例え銀塩がなくなっても、フォトグラフという情報伝達術がなくなることはない。そこで思うのは、「写真」から「光画」へ、という転換だ。かつて、フォトグラフには光画という訳もあった。私には、時として写真よりむしろ、このほうが相応しいように思える。ライティング、そしてフォトグラフにある光 ─ それこそ…
この映像・画像の分野で最も大事な技の対象の一つなのだし、銀塩がCCDやCMOSに変わっても変わらない、フォトグラフの根幹なのだ。

日本では、この「光」という要素が忘れられてるように感じる。例えば、アマチュア対象の写真店の店頭に、クリップオンのストロボはあってもパラソルやディフューザーが置かれていないことにも、その証を見ることができる。アメリカで、ちょっと凝った写真店に必ずライティング機材が並んでいるのを見ると、明かりを工夫することが写真撮影の第一歩なのに、日本では、それが忘れ去られている気がしてしまう。製品が全くないわけではない。Kenkoのカタログなど見ていても、あれこれと工夫のできる道具が一杯掲載されている。ただ、悔しいことに、それらは店頭には、滅多にない。プロだけがライティングを操っていれば良いのだろうか。「手品のタネは非売品」ということなのか。

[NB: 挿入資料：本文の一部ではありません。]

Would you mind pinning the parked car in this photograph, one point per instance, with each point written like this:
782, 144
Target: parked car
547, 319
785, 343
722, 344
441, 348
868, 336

百歩譲って、それが専門技術・知識を要するライティング機材ではなく、ただのクリップオンストロボだったらどうだろうか。キャッチライトとバウンスライトを一台のクリップオンストロボで同時にこなせる、発光部が二つあるのはドイツのMets(日本ではマミヤOP扱い)。メカブリッツは10年以上愛用しているが、上下左右どちらにもバウンスするように動かせて、なおかつ発光部が二つあるなどというストロボは未だ、他に類がない。イギリスのベッカムデジタルはユニークな面光源ストロボを、これまた手軽なクリップオンストロボとして製造販売しているが、これも然り。一方、それらのように光を工夫するような製品は、日本製では見当たらない。ひたすら強い明かりを当ててやれば良いとでも思っているかのように、ガイドナンバーだけが大きくなって、クリップオンストロボでもGN50を上回るが、バウンスができても、クビは一方にしか振れないものが多い。また、面光源化するアクセサリはあるけれど、最初から面光源を考慮したような、美しい写真を得るための工夫のある製品ではない。つまり、光で写すのだ、という最初のとっかかりのところの意気込みが今ひとつ薄いように感じる。

こうしたシャッター以前のことは、フォト文化というような奥の深さにも大いに関連することだと思う。そこが成熟するかどうかは、今後にかかっているのだろう。携帯電話にまでデジカメ機能がついたのだから、撮る楽しさの部分は十分広がっているのだと思う。あとは、そこからさらに発展して行くだけ、なのだけれど。

さて、あれこれ語ってきたが、今回、銀塩用のハッセルブラッドという一つの象徴的な機材を手放したことで、私のフォトライフも、時代の分水嶺を完全に超えたように思う。思うが、それはフォトグラフから離れることでは、全くない。むしろ、フィルムに代えて光子に対してより鋭敏なデジタルの感光素子を得たことで、光で描き、描かれた瞬間を切り取る作業は、より光に近づいたようにすら思う。

そして、私が目指すフォトグラフの最大の課題は、銀塩だろうとデジタルだろうと、或は白黒だろうがカラーだろうが、そんなこととは無関係に、見る人の心に焼き付き、記憶から消えないフォトグラフを撮ることだ。それを私は「ストロング・フォトグラフ」と呼んでいる。例えば、それがボロボロの新聞紙の一辺になって風に吹かれ、ベンチでたたずんでいる人の足許へ飛んできたとしたら、そこにあるフォトグラフから目が離れず思わず手が伸びるような。例えば、それがゴミ箱に入っている紙くずの山からのぞいていて、目にした人が引っ張りだしてみようとするような。例えば、そのフォトグラフが載った紙くずが風に吹かれて通勤の足許を舞っていった瞬間に、目にしたまま心に焼き付いて離れないような、そんなフォトグラフだ。